According to pop-music lore, it was Paul McCartney who told Michael Jackson that music publishing rights were “a good investment,” only to have the young whippersnapper turn around and buy the (very valuable) rights to The Beatles’ back catalog. And Jackson’s investment—he bought ATV Music Publishing at a net cost of $41.5 million in 1985, and merged it with Sony Music Publishing in 1995—has paid off: Although reports vary, the joint venture, which owns the publishing rights to everything from Donny Osmond to Eminem to Taylor Swift, now pulls in more than a billion dollars a year in royalties.

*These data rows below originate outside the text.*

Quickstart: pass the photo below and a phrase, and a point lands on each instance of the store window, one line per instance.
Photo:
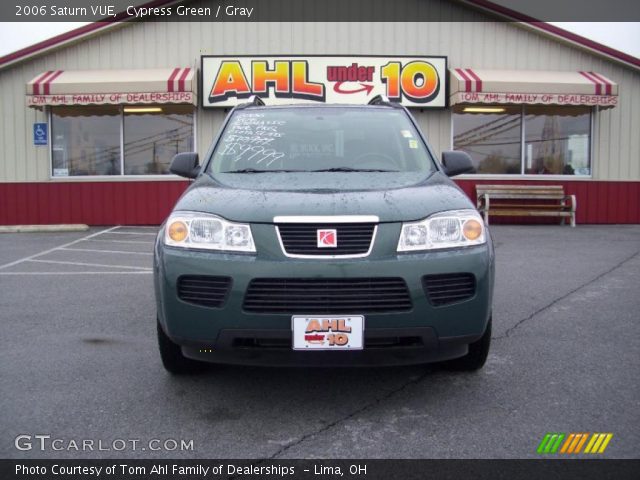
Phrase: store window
(89, 140)
(538, 140)
(153, 135)
(557, 140)
(85, 141)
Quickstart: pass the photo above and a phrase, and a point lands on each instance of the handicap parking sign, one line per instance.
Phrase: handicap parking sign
(40, 134)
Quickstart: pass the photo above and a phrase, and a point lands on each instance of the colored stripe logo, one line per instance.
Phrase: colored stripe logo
(573, 443)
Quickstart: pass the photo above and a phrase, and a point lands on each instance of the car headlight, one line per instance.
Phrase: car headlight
(199, 230)
(456, 228)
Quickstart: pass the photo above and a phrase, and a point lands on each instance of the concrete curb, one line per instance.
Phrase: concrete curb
(70, 227)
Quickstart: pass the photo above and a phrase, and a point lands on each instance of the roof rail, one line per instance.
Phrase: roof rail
(253, 101)
(382, 100)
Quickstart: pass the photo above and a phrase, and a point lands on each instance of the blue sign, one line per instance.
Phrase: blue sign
(40, 134)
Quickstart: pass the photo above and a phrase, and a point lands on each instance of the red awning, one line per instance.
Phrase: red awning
(97, 87)
(532, 87)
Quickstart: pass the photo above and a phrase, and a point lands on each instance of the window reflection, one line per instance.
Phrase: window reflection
(85, 141)
(557, 140)
(492, 139)
(153, 135)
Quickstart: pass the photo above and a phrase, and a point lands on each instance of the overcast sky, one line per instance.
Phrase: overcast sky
(619, 35)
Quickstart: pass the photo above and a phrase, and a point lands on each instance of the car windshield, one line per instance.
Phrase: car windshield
(320, 139)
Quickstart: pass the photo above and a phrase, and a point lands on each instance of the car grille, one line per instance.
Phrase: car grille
(204, 290)
(301, 238)
(327, 295)
(449, 288)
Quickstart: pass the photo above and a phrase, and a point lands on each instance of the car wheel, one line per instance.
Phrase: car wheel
(477, 355)
(173, 359)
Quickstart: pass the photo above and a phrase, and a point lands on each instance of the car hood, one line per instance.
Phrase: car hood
(263, 196)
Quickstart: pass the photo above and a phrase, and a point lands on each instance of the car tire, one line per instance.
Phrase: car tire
(172, 358)
(477, 355)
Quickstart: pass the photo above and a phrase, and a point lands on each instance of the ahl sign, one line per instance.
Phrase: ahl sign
(412, 81)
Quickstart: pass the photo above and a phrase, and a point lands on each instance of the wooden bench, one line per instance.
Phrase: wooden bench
(526, 200)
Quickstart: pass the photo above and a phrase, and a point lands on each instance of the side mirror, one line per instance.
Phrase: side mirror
(456, 162)
(185, 165)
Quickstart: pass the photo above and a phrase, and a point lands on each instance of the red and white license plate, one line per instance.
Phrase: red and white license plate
(328, 333)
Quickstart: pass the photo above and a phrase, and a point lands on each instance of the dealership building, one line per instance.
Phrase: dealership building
(91, 119)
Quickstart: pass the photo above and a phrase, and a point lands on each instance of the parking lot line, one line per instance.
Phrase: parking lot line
(103, 251)
(118, 241)
(30, 257)
(82, 264)
(137, 272)
(134, 233)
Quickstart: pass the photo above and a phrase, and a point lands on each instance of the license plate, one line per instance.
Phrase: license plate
(328, 333)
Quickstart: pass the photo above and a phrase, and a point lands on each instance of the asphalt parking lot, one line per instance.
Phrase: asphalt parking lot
(78, 361)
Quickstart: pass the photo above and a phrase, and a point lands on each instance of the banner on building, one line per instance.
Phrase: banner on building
(412, 81)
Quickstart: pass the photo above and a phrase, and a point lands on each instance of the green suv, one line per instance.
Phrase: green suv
(326, 235)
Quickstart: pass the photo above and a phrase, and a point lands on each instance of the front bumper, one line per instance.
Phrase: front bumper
(426, 333)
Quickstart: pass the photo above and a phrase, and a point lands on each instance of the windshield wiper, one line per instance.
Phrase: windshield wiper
(349, 169)
(255, 170)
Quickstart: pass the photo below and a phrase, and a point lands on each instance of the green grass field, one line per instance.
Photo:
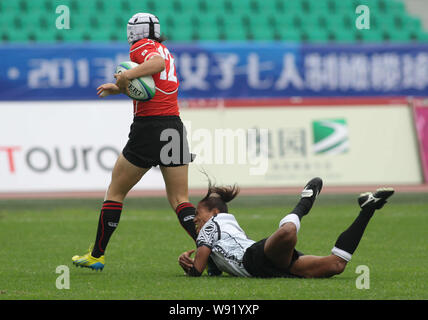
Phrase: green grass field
(36, 236)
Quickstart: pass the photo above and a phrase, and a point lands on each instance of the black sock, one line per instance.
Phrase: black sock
(109, 219)
(185, 213)
(350, 238)
(303, 207)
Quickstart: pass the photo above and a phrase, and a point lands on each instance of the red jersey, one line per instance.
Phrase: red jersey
(164, 103)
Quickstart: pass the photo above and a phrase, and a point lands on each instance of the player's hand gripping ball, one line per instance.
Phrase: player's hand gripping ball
(141, 89)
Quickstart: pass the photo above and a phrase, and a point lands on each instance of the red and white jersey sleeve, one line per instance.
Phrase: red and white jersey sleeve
(165, 100)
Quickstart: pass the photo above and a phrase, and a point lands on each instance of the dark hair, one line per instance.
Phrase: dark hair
(218, 197)
(160, 40)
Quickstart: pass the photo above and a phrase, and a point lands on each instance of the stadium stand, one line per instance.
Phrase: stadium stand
(317, 21)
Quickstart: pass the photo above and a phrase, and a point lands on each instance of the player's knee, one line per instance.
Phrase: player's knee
(287, 233)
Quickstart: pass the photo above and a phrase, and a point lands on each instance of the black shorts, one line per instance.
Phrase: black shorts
(157, 140)
(258, 265)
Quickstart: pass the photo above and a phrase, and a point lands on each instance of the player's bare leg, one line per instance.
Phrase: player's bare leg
(318, 267)
(176, 183)
(279, 247)
(124, 176)
(347, 242)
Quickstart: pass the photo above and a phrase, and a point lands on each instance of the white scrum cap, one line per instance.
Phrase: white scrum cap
(142, 25)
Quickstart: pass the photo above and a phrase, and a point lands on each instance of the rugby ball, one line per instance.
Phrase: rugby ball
(141, 89)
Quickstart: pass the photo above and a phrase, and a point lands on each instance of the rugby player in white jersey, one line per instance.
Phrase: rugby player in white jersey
(221, 238)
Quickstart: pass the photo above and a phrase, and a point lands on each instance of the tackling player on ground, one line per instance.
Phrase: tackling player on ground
(144, 146)
(221, 238)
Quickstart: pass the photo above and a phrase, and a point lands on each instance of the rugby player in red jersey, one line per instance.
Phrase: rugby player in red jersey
(143, 149)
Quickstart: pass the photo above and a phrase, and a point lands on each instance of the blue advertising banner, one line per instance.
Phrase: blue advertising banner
(222, 70)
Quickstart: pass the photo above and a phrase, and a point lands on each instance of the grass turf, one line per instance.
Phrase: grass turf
(36, 236)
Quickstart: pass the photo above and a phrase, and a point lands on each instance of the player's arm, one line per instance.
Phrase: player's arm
(153, 65)
(195, 267)
(107, 89)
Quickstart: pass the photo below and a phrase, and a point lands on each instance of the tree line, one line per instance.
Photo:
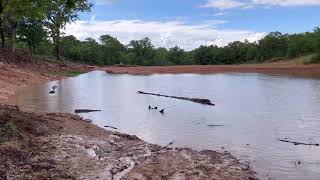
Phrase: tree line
(36, 26)
(110, 51)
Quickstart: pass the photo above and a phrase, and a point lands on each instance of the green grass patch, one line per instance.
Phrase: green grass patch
(71, 73)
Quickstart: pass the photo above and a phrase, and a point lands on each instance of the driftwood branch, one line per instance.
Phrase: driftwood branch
(85, 110)
(112, 127)
(164, 147)
(298, 143)
(196, 100)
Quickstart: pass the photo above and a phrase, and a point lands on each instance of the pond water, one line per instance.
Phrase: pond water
(254, 109)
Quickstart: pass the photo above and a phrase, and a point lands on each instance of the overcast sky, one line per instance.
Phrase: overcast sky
(191, 23)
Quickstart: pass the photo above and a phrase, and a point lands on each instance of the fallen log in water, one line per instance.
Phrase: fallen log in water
(112, 127)
(196, 100)
(298, 143)
(85, 110)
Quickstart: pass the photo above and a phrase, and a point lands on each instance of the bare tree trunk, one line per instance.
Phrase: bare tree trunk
(14, 37)
(30, 47)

In his lifetime, Jackson always refused to sell his share of the company. But his death in 2009 left his estate more than $500 million in debt, only part of which has been paid off through posthumous album sales. So his estate has arranged a deal with Sony, selling Jackson’s half of the company for a reported $750 million; what’s left after the debts are all paid off will be put into a trust fund for Jackson’s children. (Those looking for a sobering reminder of the inevitable death-march of time are welcome to look up current pictures of those kids, the youngest of whom is 14 and no longer going by the nickname “Blanket.”) Jackson‘s children will also retain a 10 percent interest in EMI Music Publishing, as well as the master tapes and publishing rights to their father’s music, which will continue to pay dividends as long as “Thriller” plays on the radio nonstop every Halloween.